The parameters for this splitter are:
separators
: A list of delimiter strings used to split the text.chunk_size
: The maximum number of tokens per chunk. (This is a mandatory parameter.)chunk_overlap
: The number of tokens that consecutive chunks will overlap. A value of 0 indicates no overlap.
Example Usage:
separator_text_splitter = {
"type": "separator",
"separators": ["\n\n"],
"chunk_size": 200,
"chunk_overlap": 20
}
Both splitters are designed to optimize the processing of large text datasets by breaking them down into manageable segments.

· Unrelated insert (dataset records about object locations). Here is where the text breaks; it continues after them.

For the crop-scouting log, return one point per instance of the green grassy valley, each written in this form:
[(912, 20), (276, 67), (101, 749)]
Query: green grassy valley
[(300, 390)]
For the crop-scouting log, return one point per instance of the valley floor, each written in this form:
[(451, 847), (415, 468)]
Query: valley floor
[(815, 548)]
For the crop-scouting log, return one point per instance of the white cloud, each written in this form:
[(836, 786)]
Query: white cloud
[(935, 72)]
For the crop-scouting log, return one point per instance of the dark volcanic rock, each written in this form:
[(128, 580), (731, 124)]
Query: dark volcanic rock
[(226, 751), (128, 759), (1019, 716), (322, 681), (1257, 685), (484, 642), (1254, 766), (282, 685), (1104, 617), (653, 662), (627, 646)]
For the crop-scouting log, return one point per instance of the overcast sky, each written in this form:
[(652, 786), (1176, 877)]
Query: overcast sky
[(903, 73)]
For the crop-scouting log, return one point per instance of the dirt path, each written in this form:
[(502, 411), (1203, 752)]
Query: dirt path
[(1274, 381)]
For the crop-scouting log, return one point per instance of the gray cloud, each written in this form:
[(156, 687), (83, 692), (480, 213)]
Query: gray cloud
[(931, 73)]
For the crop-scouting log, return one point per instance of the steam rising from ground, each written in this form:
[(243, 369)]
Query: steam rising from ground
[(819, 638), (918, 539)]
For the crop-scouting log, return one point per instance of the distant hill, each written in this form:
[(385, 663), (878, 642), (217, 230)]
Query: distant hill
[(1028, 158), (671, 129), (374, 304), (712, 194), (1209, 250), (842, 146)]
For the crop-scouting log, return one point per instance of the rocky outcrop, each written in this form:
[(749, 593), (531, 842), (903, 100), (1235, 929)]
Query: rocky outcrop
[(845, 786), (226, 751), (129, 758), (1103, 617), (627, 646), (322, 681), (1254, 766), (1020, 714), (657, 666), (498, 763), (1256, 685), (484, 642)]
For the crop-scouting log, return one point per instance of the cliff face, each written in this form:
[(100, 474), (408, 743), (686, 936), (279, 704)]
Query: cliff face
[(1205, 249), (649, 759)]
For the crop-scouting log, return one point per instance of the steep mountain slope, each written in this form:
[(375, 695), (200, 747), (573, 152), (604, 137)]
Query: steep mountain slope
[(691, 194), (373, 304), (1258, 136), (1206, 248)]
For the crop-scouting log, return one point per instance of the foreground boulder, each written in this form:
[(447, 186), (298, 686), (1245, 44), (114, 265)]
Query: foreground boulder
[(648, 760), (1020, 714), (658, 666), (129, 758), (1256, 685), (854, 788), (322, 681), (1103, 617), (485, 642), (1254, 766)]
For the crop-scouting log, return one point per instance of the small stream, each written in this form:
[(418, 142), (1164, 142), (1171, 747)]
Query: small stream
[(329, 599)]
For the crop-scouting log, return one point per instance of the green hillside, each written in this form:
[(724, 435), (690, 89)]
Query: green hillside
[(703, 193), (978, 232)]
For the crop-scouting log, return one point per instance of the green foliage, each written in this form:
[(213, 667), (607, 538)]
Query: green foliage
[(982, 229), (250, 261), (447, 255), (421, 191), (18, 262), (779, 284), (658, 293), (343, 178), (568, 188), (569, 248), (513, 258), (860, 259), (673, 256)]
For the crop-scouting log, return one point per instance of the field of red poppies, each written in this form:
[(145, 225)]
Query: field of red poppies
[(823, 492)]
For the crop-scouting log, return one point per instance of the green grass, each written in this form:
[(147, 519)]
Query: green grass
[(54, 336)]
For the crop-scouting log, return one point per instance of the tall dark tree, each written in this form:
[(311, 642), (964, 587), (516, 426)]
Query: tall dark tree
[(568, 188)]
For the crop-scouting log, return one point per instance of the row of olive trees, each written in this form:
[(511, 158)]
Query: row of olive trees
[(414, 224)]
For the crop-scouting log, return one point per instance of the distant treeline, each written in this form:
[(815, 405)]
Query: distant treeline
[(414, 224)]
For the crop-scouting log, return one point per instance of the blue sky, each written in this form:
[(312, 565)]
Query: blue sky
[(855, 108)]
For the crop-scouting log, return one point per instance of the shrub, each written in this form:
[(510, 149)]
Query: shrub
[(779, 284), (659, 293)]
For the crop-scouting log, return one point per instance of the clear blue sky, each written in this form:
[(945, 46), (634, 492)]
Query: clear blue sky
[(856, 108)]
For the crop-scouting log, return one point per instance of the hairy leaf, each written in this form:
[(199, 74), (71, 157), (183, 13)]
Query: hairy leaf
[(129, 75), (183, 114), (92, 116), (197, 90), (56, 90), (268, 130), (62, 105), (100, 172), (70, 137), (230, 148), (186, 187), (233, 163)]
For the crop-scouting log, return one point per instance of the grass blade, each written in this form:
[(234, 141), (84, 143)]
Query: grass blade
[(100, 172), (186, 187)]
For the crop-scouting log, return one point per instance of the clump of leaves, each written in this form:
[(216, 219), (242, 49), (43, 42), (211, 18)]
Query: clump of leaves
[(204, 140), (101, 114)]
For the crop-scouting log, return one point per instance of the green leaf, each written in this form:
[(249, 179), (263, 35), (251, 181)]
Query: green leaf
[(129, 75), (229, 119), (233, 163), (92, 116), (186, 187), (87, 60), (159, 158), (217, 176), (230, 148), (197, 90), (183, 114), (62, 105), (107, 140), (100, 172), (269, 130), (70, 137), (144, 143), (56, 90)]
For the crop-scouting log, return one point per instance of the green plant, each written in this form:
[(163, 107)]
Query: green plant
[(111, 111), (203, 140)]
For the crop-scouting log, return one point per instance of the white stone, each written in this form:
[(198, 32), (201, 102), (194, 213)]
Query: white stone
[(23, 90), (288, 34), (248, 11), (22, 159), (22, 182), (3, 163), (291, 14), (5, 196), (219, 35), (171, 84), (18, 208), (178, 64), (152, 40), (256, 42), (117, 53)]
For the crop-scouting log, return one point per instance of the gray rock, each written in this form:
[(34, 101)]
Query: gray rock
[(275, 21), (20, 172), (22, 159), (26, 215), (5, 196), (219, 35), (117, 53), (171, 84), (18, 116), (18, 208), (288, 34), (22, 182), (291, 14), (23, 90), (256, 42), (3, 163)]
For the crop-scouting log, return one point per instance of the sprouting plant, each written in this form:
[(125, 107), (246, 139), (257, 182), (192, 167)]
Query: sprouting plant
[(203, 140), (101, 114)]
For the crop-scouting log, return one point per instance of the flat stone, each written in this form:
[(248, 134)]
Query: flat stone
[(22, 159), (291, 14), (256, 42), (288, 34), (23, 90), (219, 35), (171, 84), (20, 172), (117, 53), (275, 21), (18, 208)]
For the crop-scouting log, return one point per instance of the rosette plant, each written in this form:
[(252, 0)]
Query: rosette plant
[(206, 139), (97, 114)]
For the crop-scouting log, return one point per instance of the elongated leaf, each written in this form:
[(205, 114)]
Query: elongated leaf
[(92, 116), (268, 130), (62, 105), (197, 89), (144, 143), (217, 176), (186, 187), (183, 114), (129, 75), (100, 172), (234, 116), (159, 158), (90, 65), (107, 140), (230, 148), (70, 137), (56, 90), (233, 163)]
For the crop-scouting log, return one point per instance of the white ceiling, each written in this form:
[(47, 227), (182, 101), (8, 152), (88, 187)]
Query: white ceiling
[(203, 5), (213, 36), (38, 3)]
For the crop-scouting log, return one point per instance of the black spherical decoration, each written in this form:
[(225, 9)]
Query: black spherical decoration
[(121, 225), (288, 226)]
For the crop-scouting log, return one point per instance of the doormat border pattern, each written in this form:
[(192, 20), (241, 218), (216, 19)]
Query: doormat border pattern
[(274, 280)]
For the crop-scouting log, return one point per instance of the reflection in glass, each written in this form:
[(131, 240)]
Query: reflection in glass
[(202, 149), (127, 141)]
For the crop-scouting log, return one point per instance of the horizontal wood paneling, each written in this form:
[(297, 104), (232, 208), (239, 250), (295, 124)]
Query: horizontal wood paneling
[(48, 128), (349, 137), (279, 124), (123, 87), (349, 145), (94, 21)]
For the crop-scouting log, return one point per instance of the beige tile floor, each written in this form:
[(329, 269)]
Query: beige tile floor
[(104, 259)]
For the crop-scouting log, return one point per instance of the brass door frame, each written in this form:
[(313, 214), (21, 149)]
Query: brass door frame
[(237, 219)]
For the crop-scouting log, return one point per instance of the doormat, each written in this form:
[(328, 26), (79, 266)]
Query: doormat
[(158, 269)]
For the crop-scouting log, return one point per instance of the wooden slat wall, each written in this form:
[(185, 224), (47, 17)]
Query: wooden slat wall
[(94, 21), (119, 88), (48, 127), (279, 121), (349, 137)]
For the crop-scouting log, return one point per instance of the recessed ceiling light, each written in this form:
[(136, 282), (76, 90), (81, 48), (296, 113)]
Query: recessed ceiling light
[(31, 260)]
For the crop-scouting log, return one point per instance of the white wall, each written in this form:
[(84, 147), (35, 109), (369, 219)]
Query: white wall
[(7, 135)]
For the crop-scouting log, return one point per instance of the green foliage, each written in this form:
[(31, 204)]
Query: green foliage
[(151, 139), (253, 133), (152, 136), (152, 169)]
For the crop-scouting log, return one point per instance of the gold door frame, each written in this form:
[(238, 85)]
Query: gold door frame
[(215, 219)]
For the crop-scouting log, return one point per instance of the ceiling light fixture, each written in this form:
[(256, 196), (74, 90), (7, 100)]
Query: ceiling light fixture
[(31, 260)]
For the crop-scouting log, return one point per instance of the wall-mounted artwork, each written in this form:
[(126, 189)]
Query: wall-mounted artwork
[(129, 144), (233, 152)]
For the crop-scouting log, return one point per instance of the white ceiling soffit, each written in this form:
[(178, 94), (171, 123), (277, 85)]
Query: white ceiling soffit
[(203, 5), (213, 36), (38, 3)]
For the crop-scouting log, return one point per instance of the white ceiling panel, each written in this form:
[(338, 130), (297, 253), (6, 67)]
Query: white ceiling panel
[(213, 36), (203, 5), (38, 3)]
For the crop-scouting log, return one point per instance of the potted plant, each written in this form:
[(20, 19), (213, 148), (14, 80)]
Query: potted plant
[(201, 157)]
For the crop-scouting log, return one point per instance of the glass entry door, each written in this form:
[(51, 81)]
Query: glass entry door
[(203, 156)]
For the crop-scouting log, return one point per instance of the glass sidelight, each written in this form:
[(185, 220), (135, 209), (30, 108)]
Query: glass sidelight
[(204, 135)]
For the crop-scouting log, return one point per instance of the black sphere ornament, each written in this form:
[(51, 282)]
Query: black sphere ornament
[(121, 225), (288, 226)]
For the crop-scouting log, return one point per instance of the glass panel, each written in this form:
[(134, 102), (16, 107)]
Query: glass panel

Create a Record with Text Content
To create a new record using text, use the create_record
method. This method requires the following parameters:
collection_id
: The identifier of the collection where the record will be stored.content
: The textual content of the record.text_splitter
: The text splitter to use for dividing the text into smaller chunks.metadata
: A dictionary containing metadata for the record.
Example:
import taskingai
record = taskingai.retrieval.create_record(
collection_id="YOUR_COLLECTION_ID",
type="text",
content="Machine learning is a subfield of artificial intelligence...",
text_splitter={"type": "token", "chunk_size": 200, "chunk_overlap": 20},
metadata={"file_name": "machine_learning.pdf"}
)
After executing this function, a new record will be created within the specified collection.
The text_splitter
parameter is used only during the creation process to split the text into smaller chunks and is not stored as a property of the record.
Create a Record with a Web URL
To create a new record using a web URL, use the create_record
method and set the type
to web
, providing the URL of the webpage. The textual content of the webpage will be scraped and stored in the record.
Example:
import taskingai
record = taskingai.retrieval.create_record(
collection_id="YOUR_COLLECTION_ID",
type="web",
url="https://www.tasking.ai",
text_splitter={"type": "token", "chunk_size": 200, "chunk_overlap": 20},
)
Create a Record with an Uploaded File
Creating a record by uploading a file involves two steps: first, upload the file, and then create the record based on the uploaded file.
Upload a File
To upload a file, use the upload_file
method:
file = taskingai.file.upload_file(file=open("PATH_TO_FILE", "rb"), purpose="record_file")
print(f"Uploaded file ID: {file.file_id}")
Create a Record Based on the Uploaded File
record = taskingai.retrieval.create_record(
collection_id="YOUR_COLLECTION_ID",
type="file",
title="Machine Learning",
file_id=file.file_id,
text_splitter={"type": "token", "chunk_size": 200, "chunk_overlap": 20},
)
print(f"Created record: {record.record_id}\n")
In some cases, the record status will remain creating
for a short period after the creation call. Generally, after a few minutes, the record status will change to ready
.
When the record status changes to ready
, it means that the text has been effectively split into smaller fragments, and the embeddings for these chunks have been constructed. Only in the ready
status can the record chunks be retrieved in response to user queries.
Create Record in QA Collection
You can create a record in your QA collection using the following method:
- First, download either the CSV template file, or the Excel template file before importing.
- Then, add Q&A rows to fill in the sheet file.
- Finally, upload the sheet file and create a QA record using the TaskingAI SDK.
Here is an example:
import taskingai
file = taskingai.file.upload_file(file=open("PATH_TO_FILE", "rb"), purpose="qa_record_file")
print(f"Uploaded file ID: {file.file_id}")
record = taskingai.retrieval.create_record(
collection_id="YOUR_COLLECTION_ID",
type="qa_sheet",
file_id=file.file_id,
)
print(f"Created record: {record.record_id}\n")
Same as with text records, the record status will remain creating
for a short period after the creation call.
Only in the ready
status can the Q&A chunks be retrieved in response to user queries.